La vie, la mort, l'actualité, tous ces concepts sont bien vains lorsque l'on se penche sur l'Histoire et les fondements d'un art comme le cinéma, comme Cacochyme se propose désormais de le faire. Après ce long hiatus passé à méditer et à envisager l'avenir sous toutes ses formes possibles, j'ai décidé de me consacrer aux quelques oeuvres qui ont permis au septième art de se dresser au-dessus de la glaise primitive qui l'a vu naître et de devenir une entité artistique à part entière, à l'époque encore très éloignée des multiplexes à 9 euros la séance (et très éloignée des euros tout court, d'ailleurs). Voici donc le premier film de ma sélection.
Ce film de François Ozon, sorti le 30 novembre 1901, ne m'a pas laissé un souvenir impérissable et, l'ayant vu en 1902 lors de sa sortie en DVD, je vous prie de bien vouloir excuser les éventuelles imprécisions de ce commentaire.

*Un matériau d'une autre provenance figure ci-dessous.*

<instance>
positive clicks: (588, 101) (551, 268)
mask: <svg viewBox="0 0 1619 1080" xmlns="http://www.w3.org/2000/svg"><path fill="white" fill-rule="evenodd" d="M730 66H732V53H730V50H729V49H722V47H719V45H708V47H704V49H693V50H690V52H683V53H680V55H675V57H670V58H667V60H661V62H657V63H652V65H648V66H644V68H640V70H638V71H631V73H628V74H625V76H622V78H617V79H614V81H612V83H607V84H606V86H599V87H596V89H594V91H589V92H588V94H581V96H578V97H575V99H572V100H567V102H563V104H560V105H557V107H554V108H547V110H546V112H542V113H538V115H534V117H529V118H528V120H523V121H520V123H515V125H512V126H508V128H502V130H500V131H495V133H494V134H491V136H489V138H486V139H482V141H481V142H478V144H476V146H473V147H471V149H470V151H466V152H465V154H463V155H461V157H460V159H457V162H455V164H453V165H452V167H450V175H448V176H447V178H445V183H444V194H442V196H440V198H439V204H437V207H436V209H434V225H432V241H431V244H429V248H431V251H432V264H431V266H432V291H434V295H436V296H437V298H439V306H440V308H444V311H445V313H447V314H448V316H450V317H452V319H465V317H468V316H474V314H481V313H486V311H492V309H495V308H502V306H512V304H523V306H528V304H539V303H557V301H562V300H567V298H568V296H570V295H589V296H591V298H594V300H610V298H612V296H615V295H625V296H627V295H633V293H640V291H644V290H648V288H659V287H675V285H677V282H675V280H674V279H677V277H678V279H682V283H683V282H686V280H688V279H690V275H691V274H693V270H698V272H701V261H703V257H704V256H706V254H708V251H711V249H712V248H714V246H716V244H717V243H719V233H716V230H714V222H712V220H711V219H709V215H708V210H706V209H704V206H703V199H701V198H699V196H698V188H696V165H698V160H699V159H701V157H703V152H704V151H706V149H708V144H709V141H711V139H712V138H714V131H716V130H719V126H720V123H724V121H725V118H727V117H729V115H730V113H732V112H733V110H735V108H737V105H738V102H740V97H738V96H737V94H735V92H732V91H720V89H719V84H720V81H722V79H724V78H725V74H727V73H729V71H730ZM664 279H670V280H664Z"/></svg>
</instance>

À son crédit, Le temps qui reste bénéficie de tous les détails qui permettent sans hésiter de placer son réalisateur dans le club relativement fermé des hommes de goût : photo travaillée, mise en scène élégante sans être tape à l'oeil, casting sobre et de qualité, etc. En revanche, il est aussi affublé d'un paquet d'éléments qui caractérisent la production des "jeunes réalisateurs français", à savoir une intrigue et un thème tournant essentiellement autour du petit nombril du personnage principal et essayant dans le cas présent de nous faire gober l'aspect pseudo-universel de tout ce qui arrive au jeune bobo homosexuel incarné par Melvil Poupaud. Et là je dis haha. Et j'ajoute qu'en plus le personnage en question est assez insupportable et que le film semble un peu l'excuser de tout parce qu'il est malade et gentil avec sa grand-mère. Eh ben moi je dis non et je saisis au vol le point Godwin en déclarant que Rommel aussi était malade et gentil avec sa mamie.
Ceci dit, la scène finale du Temps qui reste est très jolie.